Seriously, good work, Mr. Warner.
Good points Mr. Cohen re: Mr. Warner's book:
Yes, even a Zen teacher can lose his balance, let emotions run to excess, get trapped in greed anger or ignorance, get flooded by panic. A Zen teacher can sometimes fall off the addiction wagon, get taken over by pettiness or resentments, get trapped in all kinds of harmful behaviors. Great Point! Yes, it has happened to many teachers, maybe most teachers at some point. They are people, and people can lose their balance...
Buddhist practice done right can free us from (not depression, fear, anger, etc.) but being PRISONERS trapped by those things, who cannot escape from that...
It is like a bicycle rider who can't keep balance on his bike, panics, loses control, runs into the bushes and falls off the bike. It is not that such a person has discovered the "secret" of bike riding. It is that such a person is a BAD BIKE RIDER!
Our Zen practice is about riding with grace no matter what bumps and turns the road throws at us. No matter what logs or potholes there are in the road, we go forth.

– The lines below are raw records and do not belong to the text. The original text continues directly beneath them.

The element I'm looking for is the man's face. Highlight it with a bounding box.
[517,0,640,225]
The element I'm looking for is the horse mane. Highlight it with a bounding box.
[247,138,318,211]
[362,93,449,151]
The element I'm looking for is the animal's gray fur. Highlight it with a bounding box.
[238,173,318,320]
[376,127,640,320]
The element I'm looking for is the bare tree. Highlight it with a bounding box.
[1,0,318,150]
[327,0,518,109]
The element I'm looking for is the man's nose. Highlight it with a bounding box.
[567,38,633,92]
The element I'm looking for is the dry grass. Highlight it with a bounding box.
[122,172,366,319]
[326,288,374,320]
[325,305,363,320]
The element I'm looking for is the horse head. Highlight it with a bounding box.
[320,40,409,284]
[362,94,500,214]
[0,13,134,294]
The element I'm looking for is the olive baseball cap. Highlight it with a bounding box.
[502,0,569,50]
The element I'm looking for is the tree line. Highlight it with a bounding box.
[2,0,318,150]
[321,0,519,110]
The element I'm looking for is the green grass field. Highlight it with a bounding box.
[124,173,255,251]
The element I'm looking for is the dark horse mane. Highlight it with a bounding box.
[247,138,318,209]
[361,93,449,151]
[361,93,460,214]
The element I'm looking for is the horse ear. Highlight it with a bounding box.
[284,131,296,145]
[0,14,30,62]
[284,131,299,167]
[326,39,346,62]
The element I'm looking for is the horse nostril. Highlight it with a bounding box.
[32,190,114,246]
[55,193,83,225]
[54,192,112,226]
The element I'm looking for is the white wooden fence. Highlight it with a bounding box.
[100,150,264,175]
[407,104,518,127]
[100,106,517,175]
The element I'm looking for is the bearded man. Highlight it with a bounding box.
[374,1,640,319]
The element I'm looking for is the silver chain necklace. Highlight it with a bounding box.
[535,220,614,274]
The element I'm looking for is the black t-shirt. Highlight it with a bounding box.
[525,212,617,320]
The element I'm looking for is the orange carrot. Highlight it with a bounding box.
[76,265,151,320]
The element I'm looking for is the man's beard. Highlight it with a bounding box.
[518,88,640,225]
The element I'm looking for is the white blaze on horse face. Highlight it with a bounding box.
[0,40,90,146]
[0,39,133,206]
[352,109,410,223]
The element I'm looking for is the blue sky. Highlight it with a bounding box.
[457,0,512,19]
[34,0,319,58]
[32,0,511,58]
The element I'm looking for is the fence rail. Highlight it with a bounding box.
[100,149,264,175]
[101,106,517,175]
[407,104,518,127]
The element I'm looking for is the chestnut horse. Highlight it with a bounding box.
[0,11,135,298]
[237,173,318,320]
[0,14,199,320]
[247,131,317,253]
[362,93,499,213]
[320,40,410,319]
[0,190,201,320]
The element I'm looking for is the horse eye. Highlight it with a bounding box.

Sure, sometimes even the best bike rider will go tumbling off his seat. We should honor that fact, and when you fall ... fall.
But beware any "bike master" who tries to sell the public that riding his bike like an ass, and running into ditch after ditch, is expert riding!
Which relates to something I said somewhere else: it's got to do with skill.
One does not need to throw up a lot of ideology into one's brain, one needs instead to cultivate the skill and grace of being able to deal wisely and compassionately with those who are not privy to what's in your brain.